I found those in mine too and wondered what they were, they pop up whenever i mist too :\


----------



## Baoh (Dec 5, 2011)

Beneficial nematodes knock their populations down when I apply them to the substrate. I also use praying mantis nymphs to help with the adults.


----------



## lynnedit (Dec 5, 2011)

I believe previous threads have referred to these as 'fungus gnats', they do fly and are annoying. (vs the 'phorrid flies' which just stay in the substrate). They feed on food residue, waste, and increase with a moist substrate,unfortunately. They are harmless to the torts.
A bioactive substrate can help control these, most of us don't have these set up.
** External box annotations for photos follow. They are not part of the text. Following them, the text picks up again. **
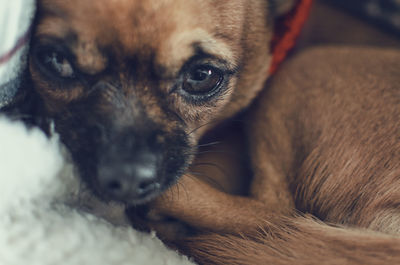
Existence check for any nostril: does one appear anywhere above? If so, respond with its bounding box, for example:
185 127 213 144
107 180 122 192
138 180 160 194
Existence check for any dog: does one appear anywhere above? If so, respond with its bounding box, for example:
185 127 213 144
29 0 291 204
29 0 400 264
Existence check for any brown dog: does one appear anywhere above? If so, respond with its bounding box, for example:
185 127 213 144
146 47 400 264
26 0 292 208
26 0 400 264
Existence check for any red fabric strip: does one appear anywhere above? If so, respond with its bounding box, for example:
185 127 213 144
269 0 313 74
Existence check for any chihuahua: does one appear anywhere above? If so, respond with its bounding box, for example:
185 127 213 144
29 0 400 264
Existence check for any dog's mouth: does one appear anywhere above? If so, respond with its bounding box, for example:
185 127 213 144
61 120 193 205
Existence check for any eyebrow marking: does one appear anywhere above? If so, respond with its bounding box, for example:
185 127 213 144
157 28 238 76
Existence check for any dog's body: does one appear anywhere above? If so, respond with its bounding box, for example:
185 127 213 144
152 47 400 264
26 0 400 264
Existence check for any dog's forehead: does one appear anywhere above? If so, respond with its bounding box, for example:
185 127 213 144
38 0 243 72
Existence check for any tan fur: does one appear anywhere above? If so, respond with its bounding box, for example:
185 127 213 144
148 47 400 264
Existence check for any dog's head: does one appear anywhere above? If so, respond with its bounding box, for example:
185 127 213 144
30 0 286 203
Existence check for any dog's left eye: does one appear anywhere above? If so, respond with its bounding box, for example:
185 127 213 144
182 65 224 96
38 50 75 78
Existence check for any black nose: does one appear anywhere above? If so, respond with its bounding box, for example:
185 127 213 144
98 152 161 203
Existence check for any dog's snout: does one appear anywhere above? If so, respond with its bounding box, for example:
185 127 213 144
97 129 162 203
98 153 161 202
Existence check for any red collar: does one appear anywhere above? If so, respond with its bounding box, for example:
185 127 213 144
269 0 313 74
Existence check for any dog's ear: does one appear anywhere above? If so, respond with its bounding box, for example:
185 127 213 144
269 0 296 17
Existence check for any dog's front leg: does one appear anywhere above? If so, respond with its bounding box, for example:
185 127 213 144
136 175 286 239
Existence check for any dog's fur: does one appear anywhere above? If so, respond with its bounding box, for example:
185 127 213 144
26 0 400 264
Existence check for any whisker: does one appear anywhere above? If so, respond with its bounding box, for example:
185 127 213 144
188 120 220 135
192 162 229 177
197 141 222 147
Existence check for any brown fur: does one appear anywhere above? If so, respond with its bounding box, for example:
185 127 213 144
30 0 400 264
148 47 400 264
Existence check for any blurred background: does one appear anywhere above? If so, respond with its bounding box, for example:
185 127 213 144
298 0 400 49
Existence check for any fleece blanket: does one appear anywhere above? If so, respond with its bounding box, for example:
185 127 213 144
0 117 193 265
0 0 35 109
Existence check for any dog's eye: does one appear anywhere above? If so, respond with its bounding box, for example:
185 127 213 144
182 65 224 95
38 50 75 78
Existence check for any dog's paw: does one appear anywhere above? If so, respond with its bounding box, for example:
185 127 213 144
126 206 196 242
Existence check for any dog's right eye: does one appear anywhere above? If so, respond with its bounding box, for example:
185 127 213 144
37 49 75 79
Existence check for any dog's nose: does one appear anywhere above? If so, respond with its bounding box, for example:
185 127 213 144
98 153 161 203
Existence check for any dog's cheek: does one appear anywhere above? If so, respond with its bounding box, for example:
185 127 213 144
161 129 196 189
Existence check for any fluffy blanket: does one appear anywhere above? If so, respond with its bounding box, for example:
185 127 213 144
0 117 192 265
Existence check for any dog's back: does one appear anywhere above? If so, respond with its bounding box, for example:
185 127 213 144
179 48 400 264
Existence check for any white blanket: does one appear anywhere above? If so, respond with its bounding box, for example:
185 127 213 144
0 117 192 265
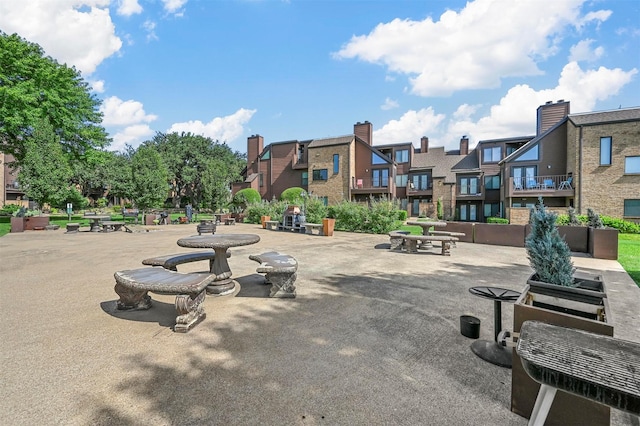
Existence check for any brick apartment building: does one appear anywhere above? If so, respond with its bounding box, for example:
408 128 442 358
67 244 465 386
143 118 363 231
233 100 640 223
0 100 640 223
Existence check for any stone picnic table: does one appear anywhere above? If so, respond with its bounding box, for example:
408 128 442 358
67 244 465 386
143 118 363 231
178 234 260 296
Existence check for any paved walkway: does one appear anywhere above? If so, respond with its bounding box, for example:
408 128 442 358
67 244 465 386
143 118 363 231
0 224 640 425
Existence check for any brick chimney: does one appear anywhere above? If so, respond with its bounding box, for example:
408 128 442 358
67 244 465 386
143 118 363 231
247 135 264 173
536 99 570 136
353 121 373 145
460 135 469 155
420 136 429 152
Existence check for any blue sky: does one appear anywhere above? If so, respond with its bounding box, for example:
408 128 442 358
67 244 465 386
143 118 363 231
0 0 640 152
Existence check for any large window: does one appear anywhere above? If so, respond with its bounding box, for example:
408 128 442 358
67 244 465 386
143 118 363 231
411 174 429 191
371 152 389 164
514 145 539 161
460 177 480 195
313 169 328 181
460 204 478 221
484 175 500 189
396 149 409 163
373 169 389 187
600 136 611 166
512 166 538 189
624 155 640 174
484 203 500 217
623 199 640 217
482 146 501 163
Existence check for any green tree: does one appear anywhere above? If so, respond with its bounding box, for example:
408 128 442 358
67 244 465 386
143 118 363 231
0 31 109 165
524 198 575 287
131 145 169 211
151 132 245 209
18 118 71 207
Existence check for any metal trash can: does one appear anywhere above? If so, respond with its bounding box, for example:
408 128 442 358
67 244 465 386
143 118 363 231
460 315 480 339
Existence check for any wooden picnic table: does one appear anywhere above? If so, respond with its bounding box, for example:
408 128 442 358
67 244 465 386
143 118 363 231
407 220 447 235
516 321 640 425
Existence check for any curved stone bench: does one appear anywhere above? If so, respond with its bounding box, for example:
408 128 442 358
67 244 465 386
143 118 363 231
113 268 216 333
142 250 231 271
249 251 298 298
66 223 80 234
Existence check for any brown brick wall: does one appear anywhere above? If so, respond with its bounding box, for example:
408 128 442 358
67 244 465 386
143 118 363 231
507 207 567 225
309 144 352 205
575 121 640 218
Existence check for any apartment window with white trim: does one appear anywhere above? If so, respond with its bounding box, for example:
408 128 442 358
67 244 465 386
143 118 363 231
600 136 611 166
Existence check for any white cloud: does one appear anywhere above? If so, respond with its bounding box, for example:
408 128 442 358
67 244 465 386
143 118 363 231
109 124 155 151
100 96 158 126
452 62 638 142
142 20 158 41
373 107 445 145
88 80 104 93
167 108 256 143
162 0 188 16
380 98 399 111
118 0 142 16
373 62 638 149
0 0 122 74
334 0 610 96
569 38 604 62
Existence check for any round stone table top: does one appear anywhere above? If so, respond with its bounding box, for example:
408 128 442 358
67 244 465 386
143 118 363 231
178 234 260 249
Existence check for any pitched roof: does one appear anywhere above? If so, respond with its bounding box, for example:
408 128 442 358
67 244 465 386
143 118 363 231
309 134 355 148
411 146 473 182
569 107 640 126
498 117 569 164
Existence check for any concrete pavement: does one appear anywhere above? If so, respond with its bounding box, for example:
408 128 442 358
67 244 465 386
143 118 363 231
0 224 640 425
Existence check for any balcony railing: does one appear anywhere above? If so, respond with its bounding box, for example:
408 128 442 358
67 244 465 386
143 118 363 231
407 182 433 195
351 177 391 191
507 175 574 197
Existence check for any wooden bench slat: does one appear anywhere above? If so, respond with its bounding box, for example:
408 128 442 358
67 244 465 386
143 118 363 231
113 268 216 333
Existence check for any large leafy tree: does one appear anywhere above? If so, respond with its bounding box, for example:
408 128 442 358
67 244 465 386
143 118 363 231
151 133 245 209
0 31 109 165
131 144 169 211
18 118 71 207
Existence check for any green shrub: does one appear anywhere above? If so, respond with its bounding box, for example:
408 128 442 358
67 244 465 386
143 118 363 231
524 198 574 287
587 208 604 228
231 188 262 211
280 186 306 206
304 196 329 223
487 217 509 224
0 204 20 216
600 216 640 234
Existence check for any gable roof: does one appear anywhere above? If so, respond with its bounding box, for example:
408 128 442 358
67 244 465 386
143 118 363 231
410 146 473 183
309 135 355 148
498 117 569 165
569 107 640 126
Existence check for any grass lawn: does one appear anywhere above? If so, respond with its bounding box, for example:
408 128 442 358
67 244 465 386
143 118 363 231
618 234 640 287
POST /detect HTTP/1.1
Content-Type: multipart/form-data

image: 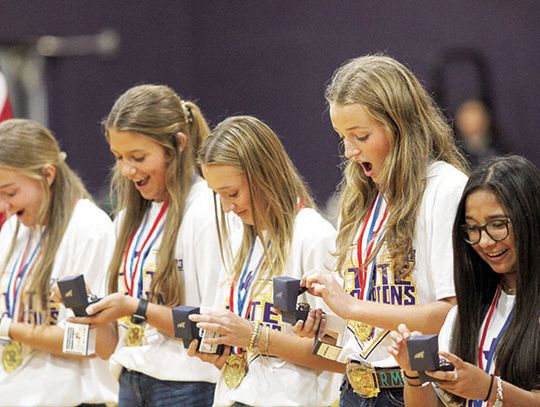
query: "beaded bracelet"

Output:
[401,369,430,388]
[493,376,503,407]
[484,374,495,401]
[261,325,270,356]
[248,323,261,352]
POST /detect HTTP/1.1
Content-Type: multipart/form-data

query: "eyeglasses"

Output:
[461,219,512,244]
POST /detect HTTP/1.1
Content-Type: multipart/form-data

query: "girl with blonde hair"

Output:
[0,119,117,406]
[190,116,338,406]
[72,85,221,406]
[306,55,467,406]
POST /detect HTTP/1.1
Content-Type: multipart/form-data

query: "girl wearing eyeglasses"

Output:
[390,156,540,407]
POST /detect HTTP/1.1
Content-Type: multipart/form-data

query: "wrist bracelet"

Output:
[248,322,261,352]
[261,325,270,356]
[493,376,503,407]
[484,374,495,401]
[0,317,12,341]
[401,369,420,379]
[401,369,430,387]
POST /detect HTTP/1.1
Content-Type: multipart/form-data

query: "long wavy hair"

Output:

Baoh, I have used the beneficial nematodes outside, because it is safe around pets and kids. What brand/source do you use?
And where do you get the praying mantis nymphs this time of year? Once they mature, what do you do?


----------



## y4433264336 (Dec 5, 2011)

can i use this?


----------



## Baoh (Dec 5, 2011)

lynnedit said:


> Baoh, I have used the beneficial nematodes outside, because it is safe around pets and kids. What brand/source do you use?
> And where do you get the praying mantis nymphs this time of year? Once they mature, what do you do?



I use a vendor on eBay. 

I hatch the nymphs from ootheca by adding them to the enclosures where the warmth accelerates development. Imagines can be released outside (depending upon the species) if the weather is hospitable, but I typically give them to my leopard geckos, horned frog, and other animals. Since I keep a horned frog in one particular enclosure, it tends to take care of this itself. He is not so much a pet as much as he is a culling device for unfit leopard gecko offspring. My Manouria occasionally eat the mantises, too.


----------



## lynnedit (Dec 6, 2011)

y4433264336 said:


> can i use this?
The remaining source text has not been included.